Paul Kérès est né en Estonie en 1916. En
1940, l’Estonie est envahie par l’URSS de Staline, ainsi que le prévoyaient les
accords secrets du pacte germano-soviétique de 1939.
L’année suivante (le 22 juin 1941),
c’est l’opération Barbarossa : Hitler attaque à l’est sans préavis. Trois
millions de soldats allemands déferlent simultanément sur une ligne de front
partant du nord de l’Allemagne au sud de la Roumanie.
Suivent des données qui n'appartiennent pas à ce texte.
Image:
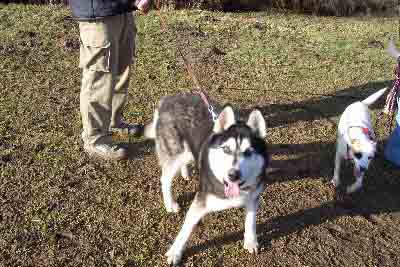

En Estonie, les
envahisseurs changent de nationalité ; ils ne sont plus soviétiques mais
allemands.
Kérès choisit de continuer à jouer aux
échecs sous l’occupation allemande. Cela lui vaudra d’être emprisonné par
l’armée rouge à la fin de la guerre – un moindre mal dans la mesure où il
aurait dû être fusillé. Boris Spassky (Champion du monde des échecs de 1969 à
1972) dira : « Pour moi,
c’est un mystère comment Kérès a pu survivre en 1945. » Plusieurs
personnes auraient intercédé en sa faveur auprès des plus hautes instances -
dont Mikhaïl Botvinnik, autre champion des échecs.
L’Estonie étant intégrée au sein de
L’URSS, Paul Kérès devient citoyen soviétique. D’abord exclu des compétitions,
il finit par intégrer l’équipe nationale où figurait déjà un certain… Mikhaïl
Botvinnik.
Botvinnik dit lui-même avoir été « exempté de l’obligation de servir dans
l’armée » pendant la seconde guerre mondiale – trop important, trop précieux
pour cela. Viatcheslav Molotov, celui à qui Staline a demandé d’annoncer
l’attaque allemande dans la nuit du 21 au 22 juin 1941, le formulera clairement :
« Il est absolument nécessaire de
maintenir le camarade Botvinnik prêt pour jouer aux échecs. »
Vient le tournoi des candidats de 1948
pour le titre de champion du monde. Au cours d’un match décevant émaillé
d’erreurs de part et d’autre, Kérès est battu par Botvinnik. Personne ne
reconnait le style d’ordinaire si fougueux et brillant de Paul Kérès. Botvinnik
est sacré Champion du monde.
Par la suite, Kérès échouera toujours
sur l’avant-dernière marche (le tournoi des candidats) dans sa quête pour le
titre suprême, battu à chaque fois par le futur Champion du monde (Smyslov en
1953 et 1956, Tal en 1959 et Petrossian en 1962).
Desservi par les circonstances ou victime
de malchance, Paul Kérès restera le « Roi
sans couronne » du monde des échecs. Il est décédé le 5 juin 1975 (à
l’âge de 59 ans) d’un infarctus à l’aéroport d’Helsinki.